Energieversorgung
Polen spielt im Streit um die Ostsee-Pipeline die »grüne Karte«
Für manche scheint sich die Geschichte zu wiederholen. Der ehemalige Verteidigungsminister Radoslaw Sikorski sah einen erneuten Hitler-Stalin-Pakt in Kraft treten, als 2005 die Pläne zum Bau der Erdgas-Pipeline zwischen Russland und Deutschland durch die Ostsee, die an den Küsten seines Landes vorbei führt, bekannt wurden. Die Empörung war groß: Sprüche wie "Gestern Panzer, heute Öl und Gas" machten die Runde.

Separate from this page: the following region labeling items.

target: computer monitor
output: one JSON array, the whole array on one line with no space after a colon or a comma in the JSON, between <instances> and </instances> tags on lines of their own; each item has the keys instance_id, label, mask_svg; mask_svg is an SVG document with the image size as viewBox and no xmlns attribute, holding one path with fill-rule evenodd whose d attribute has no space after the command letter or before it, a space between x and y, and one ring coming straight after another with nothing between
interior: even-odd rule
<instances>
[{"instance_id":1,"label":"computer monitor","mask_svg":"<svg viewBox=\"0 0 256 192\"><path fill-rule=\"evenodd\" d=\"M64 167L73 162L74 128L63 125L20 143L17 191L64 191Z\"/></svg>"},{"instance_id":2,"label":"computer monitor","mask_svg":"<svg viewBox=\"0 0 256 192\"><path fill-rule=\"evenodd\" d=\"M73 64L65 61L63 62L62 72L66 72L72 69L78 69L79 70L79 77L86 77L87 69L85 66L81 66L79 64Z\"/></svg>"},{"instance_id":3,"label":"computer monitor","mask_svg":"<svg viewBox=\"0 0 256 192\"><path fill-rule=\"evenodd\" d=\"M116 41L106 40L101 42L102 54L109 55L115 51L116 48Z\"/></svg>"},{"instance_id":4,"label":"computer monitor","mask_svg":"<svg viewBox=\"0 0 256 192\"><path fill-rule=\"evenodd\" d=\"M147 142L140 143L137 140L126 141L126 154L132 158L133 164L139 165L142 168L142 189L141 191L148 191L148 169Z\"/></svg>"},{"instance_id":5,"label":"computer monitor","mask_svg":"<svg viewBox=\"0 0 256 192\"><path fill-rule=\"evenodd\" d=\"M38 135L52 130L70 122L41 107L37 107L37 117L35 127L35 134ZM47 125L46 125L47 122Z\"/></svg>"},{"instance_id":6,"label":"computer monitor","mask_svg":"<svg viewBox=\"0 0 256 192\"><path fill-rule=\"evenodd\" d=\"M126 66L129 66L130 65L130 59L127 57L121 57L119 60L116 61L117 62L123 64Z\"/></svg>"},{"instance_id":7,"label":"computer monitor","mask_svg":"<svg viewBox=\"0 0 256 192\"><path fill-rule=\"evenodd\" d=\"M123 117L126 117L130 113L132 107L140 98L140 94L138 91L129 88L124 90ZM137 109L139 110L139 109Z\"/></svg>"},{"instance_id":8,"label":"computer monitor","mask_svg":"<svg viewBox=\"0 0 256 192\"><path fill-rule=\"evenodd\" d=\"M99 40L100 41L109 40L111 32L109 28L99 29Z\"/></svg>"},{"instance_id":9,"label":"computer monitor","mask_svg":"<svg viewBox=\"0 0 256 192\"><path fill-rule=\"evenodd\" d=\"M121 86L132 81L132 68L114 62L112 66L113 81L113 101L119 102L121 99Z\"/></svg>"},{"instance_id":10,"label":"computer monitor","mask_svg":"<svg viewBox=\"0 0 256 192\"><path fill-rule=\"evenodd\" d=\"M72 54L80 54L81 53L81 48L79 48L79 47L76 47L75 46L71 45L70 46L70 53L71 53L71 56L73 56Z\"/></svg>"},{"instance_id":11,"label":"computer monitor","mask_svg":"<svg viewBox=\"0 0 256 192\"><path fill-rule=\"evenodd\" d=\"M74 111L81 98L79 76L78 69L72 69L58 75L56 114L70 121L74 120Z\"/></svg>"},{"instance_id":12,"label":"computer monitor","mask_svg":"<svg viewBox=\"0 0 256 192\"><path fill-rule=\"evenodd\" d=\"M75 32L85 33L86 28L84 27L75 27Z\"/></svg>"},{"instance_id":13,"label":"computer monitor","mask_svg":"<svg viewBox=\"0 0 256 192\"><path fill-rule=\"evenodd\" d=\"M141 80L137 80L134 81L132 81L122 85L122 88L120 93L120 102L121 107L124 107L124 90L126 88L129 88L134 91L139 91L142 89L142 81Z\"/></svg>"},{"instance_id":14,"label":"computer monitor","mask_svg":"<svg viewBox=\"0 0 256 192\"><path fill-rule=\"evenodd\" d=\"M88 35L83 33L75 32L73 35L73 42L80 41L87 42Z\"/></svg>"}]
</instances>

Das Thema Energie ist ein Dauerbrenner der polnischen Politik. Kai-Olaf Lang von der Stiftung Wissenschaft und Politik in Berlin sieht das Land in einem Konflikt "zwischen europäischer Solidarität und russischer Abhängigkeit". Letzteres fürchtet Polen besonders; zwei Drittel des Imports und 40 Prozent seines Verbrauchs an Gas deckt der russische Konzern Gazprom ab.
Durch die 1999 fertig gestellte Jamal-Pipeline von Russland über Belarus nach Westeuropa ist Polen ein wichtiges Transitland geworden. Eine Ostseeleitung würde diese Bedeutung vermindern. Zudem besteht die Angst, dass Gazprom den Hahn zudrehen könnte, da es dann ja eine Alternative gäbe. Deshalb gibt es in Polen Pläne, sich nun an das skandinavische Netz anzubinden.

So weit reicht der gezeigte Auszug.